At baseline, patients in the upfront RT group were younger, had higher LDH levels, received less frequent rituximab and stem cell transplantation than those in the no-RT group. Patients in the upfront RT group also showed a lower response rate after initial HD-MTX than those in the no-RT group (73% vs. 88%, p = 0.038). The median follow-up was 25.1 (interquartile range 13.7–43.0) months. Comparable 2-year EFS and OS rates were observed between the upfront RT and no-RT groups (56.6% vs. 53.8%, p = 0.170; and 81.7% vs. 75.3%, p = 0.097, respectively).

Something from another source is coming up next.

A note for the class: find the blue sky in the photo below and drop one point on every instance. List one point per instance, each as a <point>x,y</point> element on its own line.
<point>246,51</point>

Upfront RT was related to improved EFS and OS in patients with stable disease or progressive disease after HD-MTX, but not in patients with complete or partial response after HD-MTX. Upfront RT was also an independent predictor of EFS and OS in the PSM cohort. The cumulative incidences of treatment-related neurotoxicity at 3 years were 20.2% and 21.2% in the upfront RT and no-RT groups, respectively (p = 0.630).

Conclusions

Upfront RT with a reduced dose of 23.4 Gy, showed favorable outcomes in patients with stable disease or progressive disease after initial HD-MTX. In addition, upfront RT appears to be an effective treatment for PCNSL when rituximab or stem cell transplantation is not feasible.



中文翻译:

大剂量甲氨蝶呤治疗原发性中枢神经系统淋巴瘤后 23.4 Gy 前期全脑放疗的作用:全脑放疗与不放疗的比较分析

介绍

我们的目的是研究在原发性中枢神经系统淋巴瘤 (PCNSL) 患者中使用大剂量甲氨蝶呤 (HD-MTX) 后减少剂量 23.4 Gy 的前期全脑放射治疗 (RT) 的作用。

方法

我们回顾性分析了 2013 年 1 月至 2020 年 1 月期间接受 HD-MTX 治疗的 185 例 PCNSL 患者;145 名患者未接受放疗,40 名患者接受了前期放疗。使用倾向评分匹配 (PSM) 调整临床因素,从每个治疗组中选择 40 名患者。比较治疗组之间的无事件生存期(EFS)和总生存期(OS)。

结果

在基线时,前期放疗组的患者比非放疗组的患者更年轻,LDH 水平更高,接受利妥昔单抗和干细胞移植的频率更低。前期放疗组的患者在初始 HD-MTX 后的反应率也低于非放疗组(73% 对 88%,p = 0.038)。中位随访时间为 25.1(四分位距 13.7-43.0)个月。在前期放疗组和非放疗组之间观察到可比较的 2 年 EFS 和 OS 率(分别为 56.6% 对 53.8%,p = 0.170;和 81.7% 对 75.3%,p = 0.097)。前期放疗与 HD-MTX 后疾病稳定或疾病进展患者的 EFS 和 OS 改善有关,但与 HD-MTX 后完全或部分缓解的患者无关。前期 RT 也是 PSM 队列中 EFS 和 OS 的独立预测因子。

结论

减少 23.4 Gy 剂量的前期放疗在初始 HD-MTX 后疾病稳定或疾病进展的患者中显示出良好的结果。此外,当利妥昔单抗或干细胞移植不可行时,前期 RT 似乎是 PCNSL 的有效治疗方法。